Simona Perotto is Associate Professor in Numerical Analysis at the Department of Mathematics of Politecnico di Milano, Italy. She gained her Master’s degree in Mathematics from the University of Torino in 1995 and her PhD in Computational Mathematics and Operations Research from the University of Milan in 1999. She then spent two years as a postdoc in Scientific Computing and Mathematical Modeling at the EPFL, Lausanne. Her primary research fields cover anisotropic mesh adaptation for computational fluid dynamics problems and adaptive model reduction in the framework of a finite element approximation of partial differential equations. She is the author of more than 50 scientific publications in peer-reviewed journals. Professor Perotto has supervised more than 50 Master’s theses in Engineering at Politecnico di Milano and seven PhD students. She has been Co-PI of the project FIRB2008 on “Advanced Statistical and Numerical Methods for the Analysis of High Dimensional Functional Data in Life Sciences and Engineering”, and of the NSF Project, DMS 1419060, on “Model Reduction Techniques for Incompressible Fluid-Dynamics and Fluid-Structure Interaction Problems” (July 2014 to June 2018). Finally, she has organized several international and national minisymposia, workshops, and conferences, including the 8th edition of the International Conference on Adaptive Modeling and Simulation and the 19th International Conference on Finite Elements in Flow Problems.

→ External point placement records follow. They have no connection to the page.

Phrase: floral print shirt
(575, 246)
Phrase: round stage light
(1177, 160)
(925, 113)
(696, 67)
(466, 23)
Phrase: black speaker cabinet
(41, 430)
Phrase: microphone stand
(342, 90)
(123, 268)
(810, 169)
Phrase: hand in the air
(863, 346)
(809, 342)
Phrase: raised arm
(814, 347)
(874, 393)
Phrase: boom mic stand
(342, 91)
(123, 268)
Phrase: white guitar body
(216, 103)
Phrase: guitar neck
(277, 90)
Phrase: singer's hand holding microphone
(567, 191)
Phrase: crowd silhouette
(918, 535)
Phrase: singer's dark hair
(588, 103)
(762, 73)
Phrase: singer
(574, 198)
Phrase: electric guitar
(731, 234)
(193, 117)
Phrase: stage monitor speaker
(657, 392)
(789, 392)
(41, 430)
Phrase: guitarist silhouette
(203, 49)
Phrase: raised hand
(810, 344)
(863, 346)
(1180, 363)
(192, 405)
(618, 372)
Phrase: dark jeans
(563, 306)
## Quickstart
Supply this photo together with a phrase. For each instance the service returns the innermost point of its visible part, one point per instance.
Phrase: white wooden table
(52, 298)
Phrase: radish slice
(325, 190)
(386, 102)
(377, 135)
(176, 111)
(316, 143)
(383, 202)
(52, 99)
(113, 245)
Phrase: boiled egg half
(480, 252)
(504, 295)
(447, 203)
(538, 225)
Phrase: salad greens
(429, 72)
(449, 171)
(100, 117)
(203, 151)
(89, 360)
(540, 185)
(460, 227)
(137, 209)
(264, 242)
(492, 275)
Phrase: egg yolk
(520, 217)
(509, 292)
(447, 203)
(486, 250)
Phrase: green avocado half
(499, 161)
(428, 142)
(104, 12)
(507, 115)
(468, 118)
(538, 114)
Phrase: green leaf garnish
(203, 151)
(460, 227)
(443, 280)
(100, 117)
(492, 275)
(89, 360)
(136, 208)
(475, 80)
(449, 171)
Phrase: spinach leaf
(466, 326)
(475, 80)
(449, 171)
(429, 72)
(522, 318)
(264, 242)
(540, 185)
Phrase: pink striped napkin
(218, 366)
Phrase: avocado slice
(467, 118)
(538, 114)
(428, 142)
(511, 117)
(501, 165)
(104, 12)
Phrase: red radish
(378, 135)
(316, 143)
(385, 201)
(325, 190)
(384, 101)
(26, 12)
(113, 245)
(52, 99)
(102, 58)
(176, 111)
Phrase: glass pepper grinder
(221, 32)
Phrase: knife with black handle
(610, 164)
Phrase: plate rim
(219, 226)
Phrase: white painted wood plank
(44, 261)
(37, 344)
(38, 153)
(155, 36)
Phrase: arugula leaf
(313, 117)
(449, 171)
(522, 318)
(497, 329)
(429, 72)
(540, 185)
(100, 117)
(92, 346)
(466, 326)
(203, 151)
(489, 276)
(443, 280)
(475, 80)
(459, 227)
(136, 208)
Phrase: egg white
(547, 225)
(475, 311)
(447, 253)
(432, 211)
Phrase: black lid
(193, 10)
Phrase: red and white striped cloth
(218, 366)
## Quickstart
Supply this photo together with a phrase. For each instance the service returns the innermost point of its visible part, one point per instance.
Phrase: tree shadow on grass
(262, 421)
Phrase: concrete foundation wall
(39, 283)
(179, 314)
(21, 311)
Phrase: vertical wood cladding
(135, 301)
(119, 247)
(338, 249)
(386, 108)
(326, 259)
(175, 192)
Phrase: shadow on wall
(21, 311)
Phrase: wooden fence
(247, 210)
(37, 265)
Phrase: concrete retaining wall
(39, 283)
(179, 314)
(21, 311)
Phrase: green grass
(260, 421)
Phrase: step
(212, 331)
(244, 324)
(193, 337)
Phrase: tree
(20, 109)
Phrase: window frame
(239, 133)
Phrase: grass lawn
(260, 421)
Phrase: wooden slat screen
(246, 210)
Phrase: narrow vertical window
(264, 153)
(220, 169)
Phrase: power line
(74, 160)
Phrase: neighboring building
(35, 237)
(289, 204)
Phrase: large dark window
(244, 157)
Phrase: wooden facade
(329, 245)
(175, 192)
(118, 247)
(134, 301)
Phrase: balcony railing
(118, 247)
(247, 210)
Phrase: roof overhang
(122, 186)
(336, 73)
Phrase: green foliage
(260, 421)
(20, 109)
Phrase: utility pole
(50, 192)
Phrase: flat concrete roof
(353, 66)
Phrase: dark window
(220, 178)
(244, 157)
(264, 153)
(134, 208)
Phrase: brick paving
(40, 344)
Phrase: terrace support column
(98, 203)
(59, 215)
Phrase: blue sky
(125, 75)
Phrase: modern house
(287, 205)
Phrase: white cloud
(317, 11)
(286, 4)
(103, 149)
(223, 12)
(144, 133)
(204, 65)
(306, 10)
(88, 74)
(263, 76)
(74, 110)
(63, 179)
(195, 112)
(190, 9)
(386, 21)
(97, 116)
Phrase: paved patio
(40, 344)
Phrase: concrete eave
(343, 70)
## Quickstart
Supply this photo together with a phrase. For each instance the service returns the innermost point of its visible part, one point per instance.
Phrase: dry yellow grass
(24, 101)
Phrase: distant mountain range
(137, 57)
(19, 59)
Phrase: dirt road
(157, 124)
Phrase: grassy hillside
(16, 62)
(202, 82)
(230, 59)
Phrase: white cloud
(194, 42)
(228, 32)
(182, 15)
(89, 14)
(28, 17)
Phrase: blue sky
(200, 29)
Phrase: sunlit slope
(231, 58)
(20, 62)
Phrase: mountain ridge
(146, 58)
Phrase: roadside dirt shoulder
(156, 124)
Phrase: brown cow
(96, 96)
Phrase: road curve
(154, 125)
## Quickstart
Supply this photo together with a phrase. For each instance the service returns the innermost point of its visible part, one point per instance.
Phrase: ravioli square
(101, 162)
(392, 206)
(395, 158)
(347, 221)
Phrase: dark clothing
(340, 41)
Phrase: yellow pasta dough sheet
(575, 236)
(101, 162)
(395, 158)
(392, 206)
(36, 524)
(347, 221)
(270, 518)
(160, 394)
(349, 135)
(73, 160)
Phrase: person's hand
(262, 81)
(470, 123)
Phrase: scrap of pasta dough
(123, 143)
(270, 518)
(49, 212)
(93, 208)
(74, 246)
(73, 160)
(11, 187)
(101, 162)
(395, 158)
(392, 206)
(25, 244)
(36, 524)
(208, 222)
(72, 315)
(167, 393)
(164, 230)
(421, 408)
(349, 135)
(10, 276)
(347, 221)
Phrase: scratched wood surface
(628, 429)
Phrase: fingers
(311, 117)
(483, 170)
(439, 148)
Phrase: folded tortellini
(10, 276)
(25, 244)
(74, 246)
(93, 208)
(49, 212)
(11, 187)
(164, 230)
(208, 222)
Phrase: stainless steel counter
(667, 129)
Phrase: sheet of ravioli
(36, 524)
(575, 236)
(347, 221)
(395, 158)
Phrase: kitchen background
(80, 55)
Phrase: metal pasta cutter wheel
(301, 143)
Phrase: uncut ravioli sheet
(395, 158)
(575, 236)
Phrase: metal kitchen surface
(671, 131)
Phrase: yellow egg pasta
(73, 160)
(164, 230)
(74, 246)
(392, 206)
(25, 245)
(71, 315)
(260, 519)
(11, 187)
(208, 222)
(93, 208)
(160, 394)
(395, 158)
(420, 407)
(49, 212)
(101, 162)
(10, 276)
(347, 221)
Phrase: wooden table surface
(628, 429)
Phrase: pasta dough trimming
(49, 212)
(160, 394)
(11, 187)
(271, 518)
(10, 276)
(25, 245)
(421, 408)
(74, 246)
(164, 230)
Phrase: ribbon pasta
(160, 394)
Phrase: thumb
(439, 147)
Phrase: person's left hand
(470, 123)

Gianluigi Rozza is Professor in Numerical Analysis and Scientific Computing at the International School for Advanced Studies (SISSA), Trieste, Italy. He gained an MSc in Aerospace Engineering from Politecnico di Milano in 2002 and a PhD in Applied Mathematics from EPFL in 2005; he was subsequently a post-doc at MIT. At SISSA Professor Rozza is coordinator of the SISSA doctoral program in Mathematical Analysis, Modelling, and Applications, as well as a lecturer on the Master’s degrees in High Performance Computing, Mathematics, and Data Science and Scientific Computing. He is SISSA Director’s delegate for Valorisation, Innovation, Technology Transfer, and Industrial Cooperation. His research is mostly focused on numerical analysis and scientific computing, developing reduced order methods. He is the author of more than 100 scientific publications, the editor of five books, and the author of two books.   He has been Principal Investigator of the European Research Council Consolidator Grant (H2020) AROMA-CFD and for the project FARE-AROMA-CFD, funded by the Italian Government. Within SISSA mathLab he is responsible for the UBE (Under Water Blue Efficiency), SOPHYA (Seakeeping Of Planing Hull for YAchts) and PRELICA projects within the regional maritime technology cluster MARE FVG, and coordinator of industrial projects with several companies, such as Danieli, Electrolux, and Fincantieri.  He is an associate editor of SIAM SINUM, SIAM/ASA JUQ, Computing and Visualisation in Science, and Mathematics in Engineering. He is a member of the Applied Mathematics Committee of the European Mathematical Society.